WHOにつきましては、1月17日に妊婦の方に対しての防蚊対策を推奨。また、ギラン・バレー症候群を含む神経症状に対する注意喚起。1月24日にはカナダとチリを除いた南北アメリカ大陸全域に拡大する可能性を指摘ということで、2月1日には緊急委員会を開催して、小頭症及び神経障害の多発についてPHEICという国際的に懸念される公衆の保健上の緊急事態に該当すると宣言をしたということです。宣言されたときの会見では、このジカウイルス感染症を指定対象、緊急事態を出すのではなくて、そのジカウイルス感染症が小頭症や神経障害の多発に関係しているのではないかという調査があるので、そこを重く考えたという説明がなされておりました。

 2月12日には、妊婦の流行地域への渡航延期を勧告するという対応がされております。

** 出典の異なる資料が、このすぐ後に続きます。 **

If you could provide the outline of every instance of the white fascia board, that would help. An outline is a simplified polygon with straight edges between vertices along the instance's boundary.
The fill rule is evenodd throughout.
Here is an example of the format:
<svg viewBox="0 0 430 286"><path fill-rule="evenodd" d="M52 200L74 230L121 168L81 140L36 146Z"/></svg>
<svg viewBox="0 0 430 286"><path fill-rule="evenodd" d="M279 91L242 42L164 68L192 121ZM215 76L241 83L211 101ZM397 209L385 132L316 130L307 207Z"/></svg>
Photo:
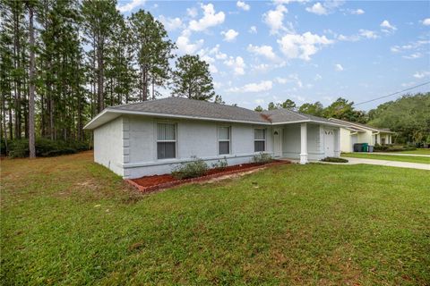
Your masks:
<svg viewBox="0 0 430 286"><path fill-rule="evenodd" d="M306 120L298 120L295 122L275 122L271 123L271 125L285 125L285 124L294 124L294 123L318 123L322 125L328 125L328 126L335 126L335 127L343 127L347 128L347 125L344 124L340 124L340 123L335 123L335 122L320 122L317 120L311 120L311 119L306 119Z"/></svg>

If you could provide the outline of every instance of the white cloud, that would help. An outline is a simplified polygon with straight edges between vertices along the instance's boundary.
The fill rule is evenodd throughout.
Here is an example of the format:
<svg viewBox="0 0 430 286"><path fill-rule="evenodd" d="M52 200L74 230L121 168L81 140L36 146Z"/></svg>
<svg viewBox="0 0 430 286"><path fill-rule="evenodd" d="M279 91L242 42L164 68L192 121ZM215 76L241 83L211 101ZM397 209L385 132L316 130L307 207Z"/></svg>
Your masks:
<svg viewBox="0 0 430 286"><path fill-rule="evenodd" d="M271 46L264 45L264 46L253 46L249 44L247 50L250 53L262 55L271 61L274 61L277 59L275 53L273 53L273 48Z"/></svg>
<svg viewBox="0 0 430 286"><path fill-rule="evenodd" d="M338 39L340 41L348 41L348 42L357 42L363 38L379 38L377 32L370 29L360 29L358 30L358 34L351 35L351 36L345 36L345 35L339 35Z"/></svg>
<svg viewBox="0 0 430 286"><path fill-rule="evenodd" d="M267 72L271 68L271 66L267 63L260 63L260 64L251 65L251 68L254 71L264 72Z"/></svg>
<svg viewBox="0 0 430 286"><path fill-rule="evenodd" d="M294 82L297 86L297 88L303 88L303 82L302 80L300 80L300 79L298 78L298 75L296 73L290 74L287 78L277 77L275 78L274 81L280 84Z"/></svg>
<svg viewBox="0 0 430 286"><path fill-rule="evenodd" d="M381 28L385 28L385 29L391 29L391 30L396 30L397 29L396 26L393 26L393 25L390 24L388 20L383 21L383 22L381 23L380 26L381 26Z"/></svg>
<svg viewBox="0 0 430 286"><path fill-rule="evenodd" d="M236 58L230 56L228 60L224 62L224 64L231 67L236 75L245 74L245 68L246 64L245 64L244 59L241 56L236 56Z"/></svg>
<svg viewBox="0 0 430 286"><path fill-rule="evenodd" d="M202 31L208 28L219 25L224 22L226 15L224 12L215 13L215 8L212 4L207 5L202 4L203 10L203 17L199 21L193 20L190 21L190 29L194 31Z"/></svg>
<svg viewBox="0 0 430 286"><path fill-rule="evenodd" d="M195 7L193 8L186 8L186 14L191 18L195 18L199 14L197 9Z"/></svg>
<svg viewBox="0 0 430 286"><path fill-rule="evenodd" d="M204 41L202 39L191 43L190 36L190 30L185 29L182 31L181 36L176 39L177 49L182 54L194 54L203 46Z"/></svg>
<svg viewBox="0 0 430 286"><path fill-rule="evenodd" d="M378 38L378 35L376 34L376 32L374 32L373 30L360 29L358 30L358 32L360 33L360 36L362 36L364 38Z"/></svg>
<svg viewBox="0 0 430 286"><path fill-rule="evenodd" d="M117 5L116 9L118 9L121 13L131 12L134 8L139 6L142 6L145 4L145 0L132 0L131 2L125 4L124 5Z"/></svg>
<svg viewBox="0 0 430 286"><path fill-rule="evenodd" d="M232 42L236 39L236 38L237 37L237 35L239 35L239 33L230 29L228 31L222 31L221 35L224 35L224 40L226 42Z"/></svg>
<svg viewBox="0 0 430 286"><path fill-rule="evenodd" d="M340 41L348 41L348 42L357 42L361 39L359 35L351 35L351 36L345 36L345 35L339 35L338 39Z"/></svg>
<svg viewBox="0 0 430 286"><path fill-rule="evenodd" d="M288 34L278 40L280 50L288 58L299 58L309 61L311 55L316 54L322 46L332 44L333 41L325 36L305 32L305 34Z"/></svg>
<svg viewBox="0 0 430 286"><path fill-rule="evenodd" d="M334 65L334 70L336 72L342 72L343 71L343 66L340 63L336 63Z"/></svg>
<svg viewBox="0 0 430 286"><path fill-rule="evenodd" d="M269 10L262 15L264 22L271 28L271 34L276 34L280 29L285 29L284 13L288 12L284 5L278 5L275 10Z"/></svg>
<svg viewBox="0 0 430 286"><path fill-rule="evenodd" d="M306 8L307 12L313 13L317 15L327 15L328 11L324 6L319 2L315 3L312 7Z"/></svg>
<svg viewBox="0 0 430 286"><path fill-rule="evenodd" d="M228 89L229 92L262 92L271 90L273 87L271 80L262 80L258 83L248 83L241 88L232 88Z"/></svg>
<svg viewBox="0 0 430 286"><path fill-rule="evenodd" d="M249 11L249 9L251 9L251 7L249 6L249 4L247 4L246 3L245 3L244 1L237 1L236 3L236 5L240 8L240 9L243 9L245 11Z"/></svg>
<svg viewBox="0 0 430 286"><path fill-rule="evenodd" d="M428 76L430 76L430 72L417 72L414 74L414 78L417 78L417 79L423 79Z"/></svg>
<svg viewBox="0 0 430 286"><path fill-rule="evenodd" d="M357 10L352 10L351 14L355 15L362 15L365 13L365 11L363 9L357 9Z"/></svg>
<svg viewBox="0 0 430 286"><path fill-rule="evenodd" d="M415 60L415 59L419 59L421 56L423 56L423 54L421 53L414 53L409 55L403 55L403 58L408 59L408 60Z"/></svg>
<svg viewBox="0 0 430 286"><path fill-rule="evenodd" d="M180 18L168 18L160 15L159 20L163 23L167 30L176 30L183 27L182 20Z"/></svg>

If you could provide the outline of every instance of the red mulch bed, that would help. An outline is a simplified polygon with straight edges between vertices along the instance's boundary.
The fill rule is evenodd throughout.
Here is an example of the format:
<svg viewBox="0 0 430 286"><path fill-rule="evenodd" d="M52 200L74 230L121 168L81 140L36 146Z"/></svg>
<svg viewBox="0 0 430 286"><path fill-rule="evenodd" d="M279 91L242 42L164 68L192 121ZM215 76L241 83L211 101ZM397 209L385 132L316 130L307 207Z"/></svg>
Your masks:
<svg viewBox="0 0 430 286"><path fill-rule="evenodd" d="M167 189L173 186L181 185L187 182L202 181L212 178L221 177L228 174L250 171L269 165L289 164L288 161L275 161L273 163L261 164L256 163L248 163L228 166L226 168L210 169L203 176L192 179L178 180L171 174L145 176L139 179L125 180L132 186L137 188L140 191L150 192L161 189Z"/></svg>

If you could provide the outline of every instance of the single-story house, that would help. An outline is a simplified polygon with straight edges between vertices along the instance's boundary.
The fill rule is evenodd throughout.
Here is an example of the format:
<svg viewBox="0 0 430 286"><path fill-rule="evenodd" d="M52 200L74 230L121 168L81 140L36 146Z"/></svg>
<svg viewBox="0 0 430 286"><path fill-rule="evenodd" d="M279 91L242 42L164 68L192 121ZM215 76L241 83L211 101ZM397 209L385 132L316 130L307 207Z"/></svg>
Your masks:
<svg viewBox="0 0 430 286"><path fill-rule="evenodd" d="M345 126L340 128L341 152L354 152L356 143L367 143L370 146L392 143L394 132L390 131L389 129L375 128L335 118L330 118L329 121Z"/></svg>
<svg viewBox="0 0 430 286"><path fill-rule="evenodd" d="M261 152L302 164L339 156L342 126L287 109L168 97L108 107L84 129L94 132L94 161L133 179L168 173L193 156L210 165L249 163Z"/></svg>

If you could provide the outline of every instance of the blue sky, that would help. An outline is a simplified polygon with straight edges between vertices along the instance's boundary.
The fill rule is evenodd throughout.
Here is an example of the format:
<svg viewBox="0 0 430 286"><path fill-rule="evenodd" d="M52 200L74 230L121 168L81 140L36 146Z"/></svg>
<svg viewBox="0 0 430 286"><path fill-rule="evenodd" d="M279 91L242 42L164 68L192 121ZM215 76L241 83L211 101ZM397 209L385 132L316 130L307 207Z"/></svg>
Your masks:
<svg viewBox="0 0 430 286"><path fill-rule="evenodd" d="M427 1L123 0L118 9L150 11L176 55L200 55L216 92L246 108L287 98L359 103L430 80Z"/></svg>

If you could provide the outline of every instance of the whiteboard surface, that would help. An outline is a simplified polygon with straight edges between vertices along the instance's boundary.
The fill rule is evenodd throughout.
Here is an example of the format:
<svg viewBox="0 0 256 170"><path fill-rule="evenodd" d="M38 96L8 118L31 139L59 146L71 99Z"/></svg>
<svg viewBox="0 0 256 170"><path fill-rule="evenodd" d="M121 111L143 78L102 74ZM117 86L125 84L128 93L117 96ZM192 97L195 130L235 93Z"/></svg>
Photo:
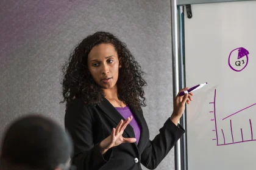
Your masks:
<svg viewBox="0 0 256 170"><path fill-rule="evenodd" d="M193 18L185 17L186 86L208 84L187 106L188 169L254 169L256 1L191 7Z"/></svg>

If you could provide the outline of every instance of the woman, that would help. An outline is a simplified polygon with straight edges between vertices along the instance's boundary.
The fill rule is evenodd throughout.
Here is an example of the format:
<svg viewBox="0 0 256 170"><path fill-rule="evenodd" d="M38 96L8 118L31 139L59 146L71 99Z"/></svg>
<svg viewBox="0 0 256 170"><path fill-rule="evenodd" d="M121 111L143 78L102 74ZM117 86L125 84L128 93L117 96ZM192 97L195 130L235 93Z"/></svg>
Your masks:
<svg viewBox="0 0 256 170"><path fill-rule="evenodd" d="M174 111L149 140L143 72L126 46L107 32L91 35L63 67L65 126L79 170L155 169L185 132L178 124L191 95L177 96ZM187 90L185 88L182 90Z"/></svg>

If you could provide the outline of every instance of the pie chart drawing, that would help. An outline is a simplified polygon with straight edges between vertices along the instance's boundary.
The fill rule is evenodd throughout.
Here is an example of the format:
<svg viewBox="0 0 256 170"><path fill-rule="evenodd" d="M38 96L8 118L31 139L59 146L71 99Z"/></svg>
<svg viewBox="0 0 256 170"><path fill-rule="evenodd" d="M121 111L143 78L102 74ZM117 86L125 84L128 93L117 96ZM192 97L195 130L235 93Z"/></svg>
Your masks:
<svg viewBox="0 0 256 170"><path fill-rule="evenodd" d="M241 72L248 64L249 52L243 47L233 50L229 56L229 66L235 72Z"/></svg>

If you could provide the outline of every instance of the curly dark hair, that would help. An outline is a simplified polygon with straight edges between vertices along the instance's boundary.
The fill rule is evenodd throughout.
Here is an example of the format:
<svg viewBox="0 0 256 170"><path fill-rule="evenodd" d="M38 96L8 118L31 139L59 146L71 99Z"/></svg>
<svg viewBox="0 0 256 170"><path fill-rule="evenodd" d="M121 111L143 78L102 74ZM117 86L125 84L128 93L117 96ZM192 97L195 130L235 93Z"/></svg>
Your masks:
<svg viewBox="0 0 256 170"><path fill-rule="evenodd" d="M91 49L101 44L113 45L122 67L119 69L117 87L118 98L127 105L137 108L146 106L144 87L147 83L142 77L144 72L135 61L125 43L113 34L98 32L84 39L69 55L62 66L64 75L61 103L66 107L74 98L82 97L86 104L99 104L104 97L102 88L94 81L88 68L88 55Z"/></svg>

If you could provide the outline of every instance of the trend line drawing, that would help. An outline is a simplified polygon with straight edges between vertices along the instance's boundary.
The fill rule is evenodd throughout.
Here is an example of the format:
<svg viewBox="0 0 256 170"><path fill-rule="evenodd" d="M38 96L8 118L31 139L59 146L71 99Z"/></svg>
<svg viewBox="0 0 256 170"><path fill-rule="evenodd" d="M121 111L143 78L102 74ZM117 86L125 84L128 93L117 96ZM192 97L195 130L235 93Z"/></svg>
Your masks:
<svg viewBox="0 0 256 170"><path fill-rule="evenodd" d="M217 146L223 146L223 145L227 145L227 144L236 144L236 143L243 143L243 142L247 142L247 141L256 141L256 139L254 139L254 136L253 136L253 129L252 129L252 120L251 119L249 119L248 121L248 124L249 124L249 127L250 127L250 130L251 130L251 137L250 137L250 139L249 140L246 140L244 139L244 131L243 129L243 128L240 127L240 140L238 141L235 141L235 140L234 139L234 134L233 134L233 127L232 127L232 119L230 120L230 131L228 132L228 131L224 131L223 129L219 129L219 131L221 131L221 135L219 135L218 134L218 126L217 126L217 119L216 119L216 89L215 89L215 92L214 92L214 100L213 102L210 102L209 104L213 104L213 114L214 115L213 115L213 117L214 116L214 118L213 118L212 119L211 119L211 121L212 122L214 122L215 123L215 129L213 129L212 130L212 132L214 132L215 135L216 135L216 137L214 137L212 139L212 140L216 140L216 143L217 143ZM243 109L241 109L240 110L236 112L235 113L233 113L225 118L224 118L223 119L222 119L222 120L224 120L226 119L227 119L227 118L230 118L230 117L240 112L242 110L244 110L252 106L256 106L256 103L254 103L248 107L246 107ZM210 112L212 112L212 110L211 110L211 111ZM248 132L247 130L246 131L246 132ZM230 133L230 134L229 134ZM231 136L231 140L232 141L229 142L228 140L227 140L227 138L225 137L225 134L226 135L230 135L230 136ZM219 141L221 139L221 141ZM224 142L223 143L221 143L221 140L223 140ZM237 140L237 139L236 139Z"/></svg>

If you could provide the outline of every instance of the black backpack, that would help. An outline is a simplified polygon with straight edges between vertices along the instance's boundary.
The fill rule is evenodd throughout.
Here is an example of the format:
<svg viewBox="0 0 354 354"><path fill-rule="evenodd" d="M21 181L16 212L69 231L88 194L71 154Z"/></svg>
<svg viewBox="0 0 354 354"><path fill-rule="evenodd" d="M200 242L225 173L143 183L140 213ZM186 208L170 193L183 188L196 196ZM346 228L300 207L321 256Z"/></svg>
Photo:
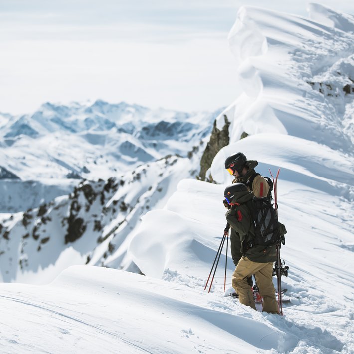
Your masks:
<svg viewBox="0 0 354 354"><path fill-rule="evenodd" d="M257 177L257 176L261 176L260 174L258 174L257 173L254 173L251 176L251 177L244 184L246 184L246 186L249 188L250 190L251 191L253 191L253 188L252 187L252 185L253 184L253 181L254 180L254 178ZM270 202L272 202L272 191L273 190L273 182L272 182L272 180L269 177L267 177L267 176L262 176L266 181L267 183L268 183L268 185L269 186L269 190L268 192L268 194L267 194L267 198L268 198L268 200Z"/></svg>
<svg viewBox="0 0 354 354"><path fill-rule="evenodd" d="M267 247L278 242L280 234L278 216L268 198L255 196L245 204L254 226L255 237L253 241L255 245Z"/></svg>

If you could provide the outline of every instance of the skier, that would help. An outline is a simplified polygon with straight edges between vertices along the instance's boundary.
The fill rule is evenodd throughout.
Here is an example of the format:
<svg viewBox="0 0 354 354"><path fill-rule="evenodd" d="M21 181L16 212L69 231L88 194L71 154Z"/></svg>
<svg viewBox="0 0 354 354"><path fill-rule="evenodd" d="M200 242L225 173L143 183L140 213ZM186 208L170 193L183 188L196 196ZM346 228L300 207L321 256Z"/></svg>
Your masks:
<svg viewBox="0 0 354 354"><path fill-rule="evenodd" d="M243 183L248 190L253 192L255 196L263 198L267 196L269 185L264 178L254 171L258 164L256 160L247 160L242 153L233 154L225 160L225 168L235 177L232 183Z"/></svg>
<svg viewBox="0 0 354 354"><path fill-rule="evenodd" d="M245 204L254 197L242 183L226 188L224 195L230 208L226 213L231 229L231 250L240 255L232 275L232 287L239 295L241 304L256 310L251 287L247 279L254 274L259 291L263 298L263 311L278 313L278 303L273 284L273 263L277 259L276 245L265 247L255 244L254 228L248 207ZM286 233L279 223L280 235Z"/></svg>
<svg viewBox="0 0 354 354"><path fill-rule="evenodd" d="M246 156L242 153L233 154L225 160L225 168L235 177L232 183L243 183L247 186L249 191L253 192L255 196L262 198L268 195L270 187L267 181L254 171L254 168L258 164L256 160L247 161ZM225 199L223 203L226 207L229 208L230 206ZM231 253L236 266L242 255L238 245L235 246L237 244L237 241L235 241L235 237L238 238L238 235L236 235L234 230L231 229L230 235ZM247 282L252 287L253 285L252 274L248 277Z"/></svg>

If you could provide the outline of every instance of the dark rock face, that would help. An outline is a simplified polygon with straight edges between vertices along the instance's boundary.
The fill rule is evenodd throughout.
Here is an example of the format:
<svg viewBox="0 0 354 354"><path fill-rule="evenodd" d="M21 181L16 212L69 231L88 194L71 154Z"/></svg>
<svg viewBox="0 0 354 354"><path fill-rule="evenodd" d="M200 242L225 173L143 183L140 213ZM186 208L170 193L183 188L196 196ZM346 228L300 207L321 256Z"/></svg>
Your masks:
<svg viewBox="0 0 354 354"><path fill-rule="evenodd" d="M0 166L0 179L20 179L17 175L9 171L3 166Z"/></svg>
<svg viewBox="0 0 354 354"><path fill-rule="evenodd" d="M205 176L206 171L211 166L211 163L216 154L222 148L228 145L230 141L229 136L230 122L227 119L226 115L224 115L224 119L225 124L221 130L218 129L216 127L216 121L214 122L211 136L209 142L206 145L206 147L200 160L200 172L199 173L198 178L201 180L212 182L211 176Z"/></svg>

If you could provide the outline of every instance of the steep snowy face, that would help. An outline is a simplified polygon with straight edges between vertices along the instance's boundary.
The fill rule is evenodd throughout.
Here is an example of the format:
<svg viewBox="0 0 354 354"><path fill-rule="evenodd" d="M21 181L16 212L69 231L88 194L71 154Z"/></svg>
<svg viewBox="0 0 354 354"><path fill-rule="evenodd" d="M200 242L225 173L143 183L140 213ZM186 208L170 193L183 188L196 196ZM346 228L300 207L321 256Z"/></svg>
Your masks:
<svg viewBox="0 0 354 354"><path fill-rule="evenodd" d="M354 18L310 8L313 19L240 10L229 39L241 93L217 118L220 130L224 116L231 122L230 142L206 173L219 185L181 181L164 210L145 216L129 251L147 275L202 289L226 224L223 191L232 178L225 159L242 152L264 176L280 167L278 210L288 231L280 254L289 266L282 282L290 303L271 321L295 337L272 350L352 353ZM229 286L235 269L225 248L211 288L224 309L224 272Z"/></svg>
<svg viewBox="0 0 354 354"><path fill-rule="evenodd" d="M243 131L279 133L353 150L354 20L320 5L310 9L319 22L239 11L229 35L243 91L227 111L232 141Z"/></svg>
<svg viewBox="0 0 354 354"><path fill-rule="evenodd" d="M224 114L231 123L230 146L211 166L215 180L226 182L219 167L235 149L284 167L290 161L282 165L280 159L290 151L293 168L308 174L314 164L328 167L321 176L335 182L343 181L342 170L353 173L354 17L320 5L309 11L314 19L253 8L239 11L229 40L243 91L217 118L219 127ZM253 136L239 141L243 132ZM258 142L261 133L269 135ZM285 138L287 150L274 151L283 138L273 134L292 137ZM351 189L349 185L345 189Z"/></svg>
<svg viewBox="0 0 354 354"><path fill-rule="evenodd" d="M127 256L131 235L142 215L196 173L195 164L196 156L169 156L119 177L81 181L38 208L0 214L0 281L44 284L75 264L139 272Z"/></svg>
<svg viewBox="0 0 354 354"><path fill-rule="evenodd" d="M2 115L0 166L22 180L107 179L170 154L186 156L220 111L153 110L125 102L47 103L32 115Z"/></svg>

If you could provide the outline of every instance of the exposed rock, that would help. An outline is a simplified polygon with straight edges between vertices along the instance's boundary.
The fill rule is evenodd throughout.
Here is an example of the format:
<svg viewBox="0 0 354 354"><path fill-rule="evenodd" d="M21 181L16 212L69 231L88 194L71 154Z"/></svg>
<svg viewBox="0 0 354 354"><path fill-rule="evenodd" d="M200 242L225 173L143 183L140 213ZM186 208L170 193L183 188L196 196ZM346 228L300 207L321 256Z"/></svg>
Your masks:
<svg viewBox="0 0 354 354"><path fill-rule="evenodd" d="M9 171L3 166L0 166L0 179L20 179L17 175Z"/></svg>
<svg viewBox="0 0 354 354"><path fill-rule="evenodd" d="M224 115L225 124L221 130L216 127L216 121L214 122L214 126L209 142L206 144L205 150L200 160L200 171L198 178L201 180L205 180L205 173L211 166L211 163L215 156L220 150L226 145L230 141L229 137L229 126L230 122L226 115ZM212 178L212 177L211 177ZM207 181L211 181L209 179Z"/></svg>

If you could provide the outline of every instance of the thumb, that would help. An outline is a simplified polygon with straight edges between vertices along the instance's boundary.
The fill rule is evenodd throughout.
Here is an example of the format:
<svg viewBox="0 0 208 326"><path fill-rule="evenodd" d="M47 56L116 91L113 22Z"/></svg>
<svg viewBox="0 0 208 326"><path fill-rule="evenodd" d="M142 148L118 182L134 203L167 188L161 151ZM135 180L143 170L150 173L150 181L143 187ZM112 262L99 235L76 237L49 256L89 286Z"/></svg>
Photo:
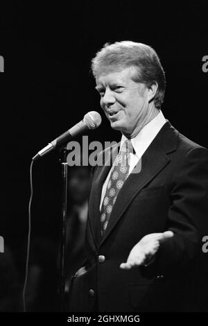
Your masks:
<svg viewBox="0 0 208 326"><path fill-rule="evenodd" d="M174 234L172 231L165 231L164 232L162 233L161 237L158 239L159 243L165 242L168 239L172 238L173 235Z"/></svg>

 5ページ、日本、主には厚生労働省の対応ということですが、まず昨年12月にこちらで報告をさせていただいて、1月15日に以降に外務省から感染症広域情報を発出させていただいて、渡航者や滞在者についての注意喚起を実施。1月21日には国立感染症研究所のジカウイルス感染に関してのリスクアセスメントを踏まえて、検疫所での注意喚起、自治体や医療機関に対してのジカ感染が疑われる患者発生時の情報提供について依頼。厚生労働省のホームページにQ&Aを掲載ということをさせていただいておりました。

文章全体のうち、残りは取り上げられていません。